# New to core unlocking...



## Rataru101 (Aug 12, 2008)

All,
Tonight I am going to attempt to unlock my CPU from a Dual to a Quad. I have never done this, and I'm wondering if there is any advice/programs you could reccomend for me to use. I believe the CPU im using is a comon unlock, but, of course the MOBO setup is where the fun comes into play. 

Also, I have no idea where to begin with unlocking cores. 

Here are the specs. 

Case: Antec Three Hundred Illusion Black Steel ATX Mid Tower Computer Case 

MOBO: ----ASUS M4A785TD-V EVO AM3 AMD 785G HDMI AMD----
Newegg.com - ASUS M4A785TD-V EVO AM3 AMD 785G HDMI ATX AMD Motherboard


CPU:-----AMD Phenom II X2 545 Callisto 3.0GHz Socket AM3 80W Dual-Core Processor HDX545WFGIBOX------
Newegg.com - AMD Phenom II X2 545 Callisto 3.0GHz 2 x 512KB L2 Cache 6MB L3 Cache Socket AM3 80W Dual-Core Processor HDX545WFGIBOX

PSU: CORSAIR Enthusiast Series CMPSU-650TX 650W ATX12V / EPS12V 

GPU: SAPPHIRE 100283-3L Radeon HD 5770 1GB 128-bit GDDR5 PCI Express 2.0 x16 

RAM: G.SKILL 4GB (2 x 2GB) 240-Pin DDR3 SDRAM DDR3 1333 (PC3 10600)


----------



## JMPC (Jan 15, 2011)

[Official]AMD K10.5 Core & Cache Unlocking Guide - Overclock.net - Overclocking.net


----------



## Rataru101 (Aug 12, 2008)

Thanks man... Did not realize it was that easy.
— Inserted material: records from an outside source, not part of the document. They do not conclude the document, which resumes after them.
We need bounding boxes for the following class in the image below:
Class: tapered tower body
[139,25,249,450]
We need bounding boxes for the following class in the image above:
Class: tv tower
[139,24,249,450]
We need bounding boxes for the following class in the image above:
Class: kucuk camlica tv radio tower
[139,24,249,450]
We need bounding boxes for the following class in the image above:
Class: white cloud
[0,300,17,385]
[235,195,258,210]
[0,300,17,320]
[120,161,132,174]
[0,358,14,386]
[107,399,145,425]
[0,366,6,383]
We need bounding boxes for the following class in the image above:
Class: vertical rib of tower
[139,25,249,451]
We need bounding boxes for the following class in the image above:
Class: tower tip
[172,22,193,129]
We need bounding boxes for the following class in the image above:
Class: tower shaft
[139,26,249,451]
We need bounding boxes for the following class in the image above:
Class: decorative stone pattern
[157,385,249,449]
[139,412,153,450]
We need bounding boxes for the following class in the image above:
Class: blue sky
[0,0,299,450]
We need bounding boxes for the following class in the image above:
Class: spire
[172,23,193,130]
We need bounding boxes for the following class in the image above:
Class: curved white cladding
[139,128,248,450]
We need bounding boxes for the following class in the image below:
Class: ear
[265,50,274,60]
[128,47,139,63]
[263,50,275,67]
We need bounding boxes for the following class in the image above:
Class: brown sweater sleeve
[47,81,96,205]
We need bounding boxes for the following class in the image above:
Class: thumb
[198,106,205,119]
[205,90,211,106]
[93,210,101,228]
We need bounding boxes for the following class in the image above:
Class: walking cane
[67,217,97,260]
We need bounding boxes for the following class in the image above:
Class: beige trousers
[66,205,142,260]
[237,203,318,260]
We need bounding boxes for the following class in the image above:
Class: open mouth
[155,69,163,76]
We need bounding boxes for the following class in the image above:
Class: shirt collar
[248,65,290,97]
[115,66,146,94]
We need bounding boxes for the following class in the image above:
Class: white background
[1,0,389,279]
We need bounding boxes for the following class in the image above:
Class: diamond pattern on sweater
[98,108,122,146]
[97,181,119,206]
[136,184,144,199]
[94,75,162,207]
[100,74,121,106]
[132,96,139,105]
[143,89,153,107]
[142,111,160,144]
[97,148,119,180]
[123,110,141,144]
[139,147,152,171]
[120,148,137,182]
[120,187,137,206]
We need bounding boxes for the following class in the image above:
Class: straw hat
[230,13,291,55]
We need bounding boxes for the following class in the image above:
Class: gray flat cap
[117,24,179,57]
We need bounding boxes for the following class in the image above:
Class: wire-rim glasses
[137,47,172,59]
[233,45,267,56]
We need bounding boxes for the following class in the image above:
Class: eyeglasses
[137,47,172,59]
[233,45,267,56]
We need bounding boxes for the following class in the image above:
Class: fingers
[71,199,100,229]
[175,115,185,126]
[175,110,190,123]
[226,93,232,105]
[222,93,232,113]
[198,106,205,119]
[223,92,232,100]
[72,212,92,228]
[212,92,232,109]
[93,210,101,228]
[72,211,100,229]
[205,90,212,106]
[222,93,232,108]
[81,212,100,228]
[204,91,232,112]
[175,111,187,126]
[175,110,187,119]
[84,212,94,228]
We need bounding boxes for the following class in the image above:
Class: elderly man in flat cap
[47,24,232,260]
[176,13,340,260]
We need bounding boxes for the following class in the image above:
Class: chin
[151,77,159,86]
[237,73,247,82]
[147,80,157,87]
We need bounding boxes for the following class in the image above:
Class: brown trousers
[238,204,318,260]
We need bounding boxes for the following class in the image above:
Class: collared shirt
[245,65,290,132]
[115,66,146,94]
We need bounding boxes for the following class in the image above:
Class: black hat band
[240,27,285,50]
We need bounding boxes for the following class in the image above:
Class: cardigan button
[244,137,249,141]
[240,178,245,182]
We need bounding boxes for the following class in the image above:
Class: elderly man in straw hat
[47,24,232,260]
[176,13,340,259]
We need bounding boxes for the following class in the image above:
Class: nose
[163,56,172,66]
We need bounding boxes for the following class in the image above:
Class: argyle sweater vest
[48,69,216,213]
Testing/tweaking and maintaining stability seems to be the only issue. 

" *The Unlocking Process
In terms of unlocking your “defective” cores, the process is actually very simple.

Enter BIOS. 
Set Automatic Clock Calibration (ACC) or Nvidia Core Calibration (NCC) to AUTO.
CRUCIAL step for Asus and Gigabyte owners : Enable "Unleashing" or change "EC Firmware" mode to "Hybrid" 
Reboot. *"


----------



## Rataru101 (Aug 12, 2008)

Very cool. I'm now the proud owner of a Quad core CPU. Im so happy right now. :spinning:


----------



## shotgn (Aug 10, 2008)

Make sure you run OCCT, At least for half a day to ensure system stability


----------



## Rataru101 (Aug 12, 2008)

Im running this (CPU Stability Test description, System Resources Tune-Up. Downloads List By All Time Popularity | PCWorld - PCWorld) looks like just a generic stability test. 

What is OCCT?


----------



## shotgn (Aug 10, 2008)

OCCT (OverClock Checking Tool) 3.0.0 download from Guru3D.com

I have never used the one you posted. So i cannot comment on it. Looks fine tho.


----------



## Rataru101 (Aug 12, 2008)

Cool, after this I'll grab that and do another 12hrs. 

The one im using seems to be doing just fine. Im running Speedfan along side it and all for cores are maxed out and seem stable thus far at steady 49C. (120F) Not sure now though as I am back at work. I did the unlock while I went home for lunch. (Yea that easy) 

Beleive it or not, the ACC has been staring me in the face for the past 6 months. My load up screen has been telling me to push "4" to enable ACC.... Went into BIO's anyway just to make sure "unleashed" was also enabled. 

Hope my computer isnt on fire right now... =/

Thanks to both of you. Now, to begin my research on OC... This should be fun.


----------